Recurrent, advanced, platinum resistant ovarian, fallopian tube, and primary peritoneal cancer and must have a histological diagnosis of a high-grade serous histology.
a) Platinum resistant disease is defined as progression of disease within six months of platinum regimen.
Doubling of cancer antigen 125 (CA-125) level on 2 successive measurements may be considered as meeting the definition of disease progression
b) Have received at least 2 lines of prior therapy including a platinum-based regimen if eligible and a poly-ADP ribose polymerase (PARP) inhibitor if BRCA1/2 mutated. No more than 3 lines of prior therapy for the treatment of platinum resistant disease is permitted.
Adequate organ function as per protocol definitions.
Eastern Cooperative Oncology Group (ECOG) performance status score 0 or 1.
Evaluable disease (dose escalation cohorts) or measurable disease (backfill cohorts) at time of enrollment as per protocol definitions.

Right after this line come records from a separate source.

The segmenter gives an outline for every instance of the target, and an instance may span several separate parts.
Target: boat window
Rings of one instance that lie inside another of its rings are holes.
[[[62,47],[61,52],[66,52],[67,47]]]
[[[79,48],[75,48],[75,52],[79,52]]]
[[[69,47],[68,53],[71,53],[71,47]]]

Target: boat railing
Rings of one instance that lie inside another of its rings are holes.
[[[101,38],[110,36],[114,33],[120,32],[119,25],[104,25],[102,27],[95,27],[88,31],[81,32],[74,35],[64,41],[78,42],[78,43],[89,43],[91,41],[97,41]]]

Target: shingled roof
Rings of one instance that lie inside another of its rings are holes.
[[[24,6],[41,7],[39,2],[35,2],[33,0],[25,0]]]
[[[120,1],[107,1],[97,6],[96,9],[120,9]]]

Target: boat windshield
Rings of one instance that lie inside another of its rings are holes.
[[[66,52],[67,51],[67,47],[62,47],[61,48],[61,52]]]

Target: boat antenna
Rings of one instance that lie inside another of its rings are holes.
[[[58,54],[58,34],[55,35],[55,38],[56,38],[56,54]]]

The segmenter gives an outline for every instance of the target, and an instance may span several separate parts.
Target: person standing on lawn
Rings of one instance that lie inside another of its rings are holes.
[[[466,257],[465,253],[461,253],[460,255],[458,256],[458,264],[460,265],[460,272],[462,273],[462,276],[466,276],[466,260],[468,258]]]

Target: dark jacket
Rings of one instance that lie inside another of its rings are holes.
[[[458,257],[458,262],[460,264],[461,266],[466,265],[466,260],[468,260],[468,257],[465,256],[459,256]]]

Negative pregnancy test for women of childbearing potential. Women of non-childbearing potential are those who have been surgically sterilized, have medically confirmed ovarian failure, or have not had menses within the past 12 months.

Exclusion Criteria:

Cytotoxic chemotherapy within 14 days of time of cell collection.

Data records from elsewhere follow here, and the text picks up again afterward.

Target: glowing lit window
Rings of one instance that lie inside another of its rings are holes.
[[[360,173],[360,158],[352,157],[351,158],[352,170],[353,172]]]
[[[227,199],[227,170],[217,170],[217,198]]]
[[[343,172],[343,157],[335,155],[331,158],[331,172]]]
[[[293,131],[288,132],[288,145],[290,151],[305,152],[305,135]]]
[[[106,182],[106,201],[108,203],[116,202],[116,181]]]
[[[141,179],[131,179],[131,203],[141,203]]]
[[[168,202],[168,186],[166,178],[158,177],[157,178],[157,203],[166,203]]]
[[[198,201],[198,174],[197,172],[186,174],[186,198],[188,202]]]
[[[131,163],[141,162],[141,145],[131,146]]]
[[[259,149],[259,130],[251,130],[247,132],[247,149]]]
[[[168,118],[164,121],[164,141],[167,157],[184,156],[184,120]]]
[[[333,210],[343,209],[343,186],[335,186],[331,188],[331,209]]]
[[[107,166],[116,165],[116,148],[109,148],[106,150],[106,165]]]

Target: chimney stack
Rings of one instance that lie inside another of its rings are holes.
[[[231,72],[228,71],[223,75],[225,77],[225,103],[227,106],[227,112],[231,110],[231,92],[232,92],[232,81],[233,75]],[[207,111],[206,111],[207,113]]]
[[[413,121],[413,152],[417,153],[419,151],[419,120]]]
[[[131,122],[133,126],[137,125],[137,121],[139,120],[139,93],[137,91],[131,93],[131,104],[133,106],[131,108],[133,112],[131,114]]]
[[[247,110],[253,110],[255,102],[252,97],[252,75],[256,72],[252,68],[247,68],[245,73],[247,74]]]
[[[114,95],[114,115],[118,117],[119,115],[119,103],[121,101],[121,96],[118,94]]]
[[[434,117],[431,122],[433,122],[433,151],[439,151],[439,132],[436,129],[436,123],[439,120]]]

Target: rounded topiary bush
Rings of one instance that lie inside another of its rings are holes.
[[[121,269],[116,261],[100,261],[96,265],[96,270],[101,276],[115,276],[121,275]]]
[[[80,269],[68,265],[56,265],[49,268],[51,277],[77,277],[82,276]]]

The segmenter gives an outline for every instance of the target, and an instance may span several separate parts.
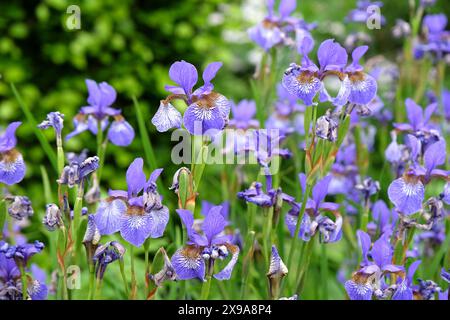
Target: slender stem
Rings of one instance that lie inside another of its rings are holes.
[[[122,259],[119,260],[119,266],[120,266],[120,274],[122,275],[123,287],[125,288],[125,295],[128,297],[129,296],[128,282],[127,276],[125,274],[125,264]]]
[[[130,245],[130,267],[131,267],[131,296],[130,298],[134,300],[136,298],[137,284],[136,284],[136,272],[134,269],[134,246]]]
[[[297,243],[299,242],[298,235],[300,233],[300,225],[301,225],[302,220],[303,220],[303,215],[305,214],[306,202],[308,201],[308,197],[309,197],[309,193],[311,192],[311,189],[312,189],[311,185],[307,184],[305,193],[303,194],[303,201],[302,201],[302,206],[300,208],[300,213],[298,214],[298,217],[297,217],[297,224],[295,226],[294,237],[292,238],[292,245],[291,245],[291,248],[289,250],[288,270],[291,269],[291,267],[292,267],[292,261],[293,261],[295,249],[297,247]]]
[[[20,270],[20,279],[22,281],[22,299],[28,300],[28,283],[27,283],[27,274],[25,272],[25,267],[23,263],[18,263]]]
[[[92,300],[94,298],[94,285],[95,285],[95,270],[93,268],[89,269],[89,293],[88,298]]]
[[[5,199],[0,200],[1,206],[5,206],[5,208],[0,208],[0,240],[3,239],[3,230],[5,228],[6,216],[8,215],[8,206],[5,203]]]
[[[321,256],[320,256],[320,273],[322,277],[322,299],[328,300],[328,256],[327,256],[327,246],[322,244],[321,246]]]
[[[248,277],[250,274],[250,268],[252,266],[251,260],[253,257],[253,250],[255,245],[255,236],[256,233],[253,230],[250,230],[247,235],[247,241],[245,242],[246,247],[248,248],[246,253],[244,254],[244,262],[242,264],[242,287],[241,287],[241,300],[245,299],[247,296],[247,285],[248,285]]]
[[[207,300],[209,297],[209,290],[211,289],[211,278],[214,269],[214,260],[209,259],[207,262],[206,281],[203,282],[200,300]]]
[[[300,271],[298,272],[297,289],[295,290],[295,292],[299,295],[303,290],[303,286],[305,284],[306,273],[309,268],[309,263],[311,262],[311,255],[313,253],[314,244],[316,242],[315,240],[316,240],[315,237],[312,237],[306,244],[304,253],[302,253],[305,256],[302,258],[303,263],[300,266]]]
[[[103,279],[100,277],[97,277],[97,281],[95,284],[95,300],[100,300],[100,294],[102,291],[102,284],[103,284]]]

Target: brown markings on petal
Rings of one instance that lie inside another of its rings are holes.
[[[351,82],[361,82],[366,80],[366,76],[362,72],[349,73],[348,78],[350,79]]]
[[[188,245],[181,250],[181,254],[188,259],[196,260],[200,257],[203,247],[196,245]]]
[[[0,161],[5,161],[6,163],[13,163],[21,156],[20,152],[16,149],[11,149],[0,153]]]
[[[142,216],[145,213],[144,208],[138,206],[128,206],[127,215],[129,216]]]
[[[266,29],[273,29],[278,27],[278,24],[276,22],[271,21],[270,19],[264,19],[262,21],[262,26]]]
[[[314,72],[302,71],[297,76],[297,81],[300,83],[312,83],[314,81],[314,78],[316,78],[316,74]]]
[[[221,96],[220,93],[210,92],[208,94],[199,97],[193,97],[192,101],[199,107],[205,109],[211,109],[215,107],[216,100]]]
[[[337,71],[337,70],[328,70],[328,71],[325,71],[325,72],[322,74],[320,80],[323,80],[323,78],[325,78],[326,76],[336,76],[336,77],[338,77],[339,80],[341,80],[341,81],[343,81],[343,80],[345,79],[345,73],[340,72],[340,71]]]

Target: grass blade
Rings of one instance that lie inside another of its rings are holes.
[[[28,106],[23,101],[23,99],[20,96],[19,92],[17,91],[16,86],[14,85],[14,83],[11,83],[11,90],[14,93],[14,96],[17,99],[17,103],[19,104],[20,108],[22,109],[23,113],[25,114],[25,117],[27,118],[28,123],[32,126],[34,134],[38,138],[42,149],[44,150],[45,154],[47,155],[48,159],[50,160],[50,163],[52,164],[52,166],[55,169],[56,173],[58,173],[58,165],[57,165],[55,150],[53,150],[52,146],[47,141],[47,138],[45,137],[45,135],[37,127],[38,123],[37,123],[36,119],[34,118],[33,113],[30,111]]]

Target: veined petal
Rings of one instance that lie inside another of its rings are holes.
[[[367,283],[345,282],[345,290],[351,300],[372,300],[372,287]]]
[[[395,290],[394,294],[392,295],[392,300],[413,300],[413,292],[406,283],[406,280],[403,280],[397,286],[397,290]]]
[[[163,206],[161,209],[150,211],[151,230],[150,237],[162,237],[169,222],[169,209]]]
[[[225,121],[219,108],[195,102],[184,112],[184,126],[193,135],[203,135],[208,130],[219,131],[225,126]]]
[[[121,217],[127,211],[124,201],[115,199],[113,201],[100,202],[94,221],[101,234],[113,234],[120,230]]]
[[[201,256],[201,251],[201,247],[186,246],[175,252],[171,262],[178,279],[198,278],[201,281],[205,279],[205,261]]]
[[[372,76],[355,72],[349,75],[350,95],[348,100],[356,104],[368,104],[377,94],[377,81]]]
[[[144,244],[152,231],[150,213],[142,207],[129,207],[126,214],[121,216],[120,235],[136,247]]]
[[[223,268],[219,273],[214,275],[214,278],[216,278],[217,280],[228,280],[231,278],[231,273],[233,272],[234,266],[236,265],[236,262],[239,257],[238,246],[230,243],[226,243],[225,246],[227,247],[228,252],[231,252],[232,256],[231,260],[228,262],[225,268]]]
[[[16,146],[16,130],[21,124],[20,121],[11,122],[5,132],[0,135],[0,153],[9,151]]]
[[[116,146],[126,147],[133,142],[134,129],[125,120],[116,120],[108,130],[108,139]]]
[[[322,82],[313,72],[291,70],[286,71],[283,76],[285,89],[296,95],[307,106],[312,105],[317,92],[322,88]]]
[[[152,123],[159,132],[166,132],[172,128],[180,128],[182,122],[181,113],[168,103],[160,103],[158,111],[152,118]]]
[[[25,162],[16,149],[0,153],[0,182],[12,185],[25,177]]]
[[[194,65],[184,60],[176,61],[170,66],[169,77],[183,88],[187,96],[191,94],[192,88],[198,80],[197,69]]]
[[[209,243],[211,243],[215,236],[223,231],[227,224],[221,211],[222,206],[212,207],[203,221],[202,229]]]
[[[128,197],[136,196],[145,186],[144,160],[136,158],[127,169]]]
[[[425,188],[421,181],[405,181],[398,178],[389,185],[389,200],[403,214],[413,214],[422,208]]]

Cytotoxic chemotherapy within 14 days of starting of conditioning chemotherapy.
New York Heart Association functional class II-IV cardiovascular disability
Clinically significant pericardial effusion
Pleural or peritoneal effusion that cannot be treated with standard approaches.
Active autoimmune disease requiring immunosuppressive therapy or uncontrolled with treatment.
Untreated brain metastasis.
Subjects unwilling to participate in an extended safety monitoring period.